Luckily, he wears a GPS tracker when playing matches, and I was able to ask for the relevant data. I wanted his top 3 speeds in 3 matches pre-lockdown and his top 3 speeds in 3 matches post lockdown. I didn’t want averages, or every number, I just wanted to see how fast he was in the matches.

Version 1: Raw data

Here is what I was sent (the raw numbers):

Matches from Dec 2019/ Jan 2020 – (1) 7.0, 6.4, 6.3.  (2) 7.06, 7.0, 6.8. (3) 7.12, 7.1, 6.7

Matches from Sept/Oct 2020 – (1) 8.6, 8.2, 7.9.  (2) 8.3, 7.5, 7.5.  (3) 7.9, 7.8, 7.6.

A quick scan shows me that the numbers on the bottom line are higher than the top line. He was running faster in matches. With only 18 numbers my brain could process this information. As there appeared to be a big difference, it was even easier.

Version 2: Tables

I then put the numbers into this table. Surprisingly, this takes more time to process, the words ‘Match’ slow down the scanning, as do the dates.

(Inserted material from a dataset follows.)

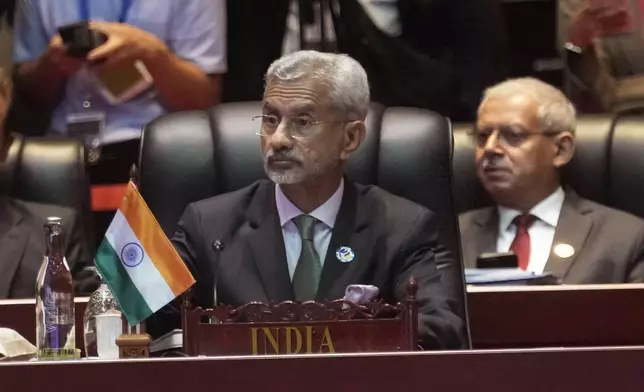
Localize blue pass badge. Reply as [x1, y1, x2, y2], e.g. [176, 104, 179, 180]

I thought that segregating the speeds into slow <7m/s, medium 7-7.5m/s and fast >7.5m/s might help, so I added the colors accordingly (bottom left). You can also see that I have added hard grid lines. This was a mistake so I removed them and also abbreviated the word match to M in another version (bottom right). I quite like the final table as my brain doesn’t have to read the word ‘Match’ 6 times and the colors help highlight the different speed categories. It looks like a scorecard and its quite clear to see the improvement in speed. My categorization of slow, medium and fast is completely arbitrary and may have to change over time.

Version 3: Charts

Not everyone can process numbers well, so I tried using a bar chart. The first two iterations where failures. The first choice (below left) is one ugly chart, the colors are meaningless, and there is no legend on the side explaining what the numbers mean. The legend on the bottom takes up as much brain space as the numbers, if not more. Even when I abbreviated the words (below right) it still wasn’t clear. I tried several different variations of the bar chart, sideways, colors and sizes but none seemed clear. The space under the top speed is irrelevant and so a box is the wrong tool: a box better conveys total work done, not top speeds.

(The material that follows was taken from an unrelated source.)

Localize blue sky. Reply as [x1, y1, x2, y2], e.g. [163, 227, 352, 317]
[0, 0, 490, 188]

Then I tried new chart formats: the line chart and the box stock chart. The line chart (below left) was a step forwards. There is a lot less distracting information and colors that the reader has to process. However, the lines are confusing because they just link up the top speeds from each match, the middle speeds and the bottom speeds. As there is not much of a range in some of the matches, it becomes muddied. The bottom legend is good, there is no side legend.

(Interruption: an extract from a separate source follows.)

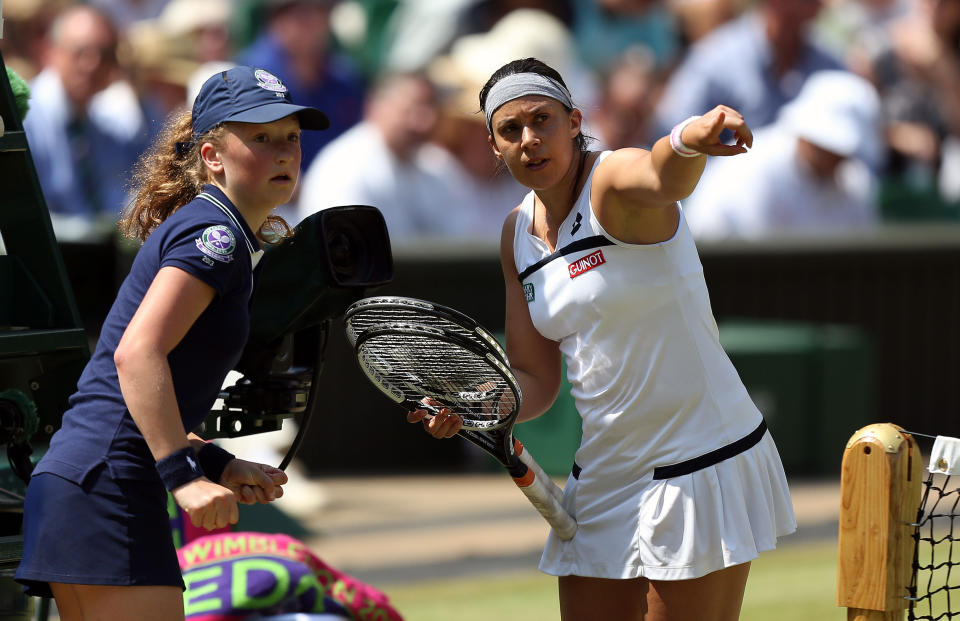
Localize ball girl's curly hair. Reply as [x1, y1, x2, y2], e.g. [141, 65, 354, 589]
[118, 110, 292, 244]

Finally I tried the box stock chart (below right). There are no meaningless colors, no grid lines, the title is clear and removes the need for the legend on the side. The improvement in speed is clear. This will do for me and for my subject. I am sure I could tinker with it even more, but since I found a graphic that effectively conveys my message, my job is done.

5 lessons in data visualization

Coaching is about effective communication. Data visualization allows us to communicate with our athletes more effectively. Bad graphics obfuscate and confuse. Good graphics enlighten and help understanding.

What can we learn from the above case study? There is no ‘best graphic’ for all the data out there, but there are some best practices. My key take aways from this case study are:

  1. Before we present data we have to collect it. Think about WHY we need the information, WHAT information we need, and finally HOW to collect the information.
  2. If you don’t have to put it into a graphic, don’t. If in doubt, leave it out.
  3. Remove unnecessary grid lines and words. Again, simpler is better. Don’t distract the reader, help them focus.
  4. The software’s default may be simple to use but it is often the incorrect option. Take the extra time to make it fit the purpose.
  5. Know when to finish. Unless this is your full-time job, stop fiddling and get back to coaching.

These points should help you discover simple and cleaner ways of sharing information. Best of luck!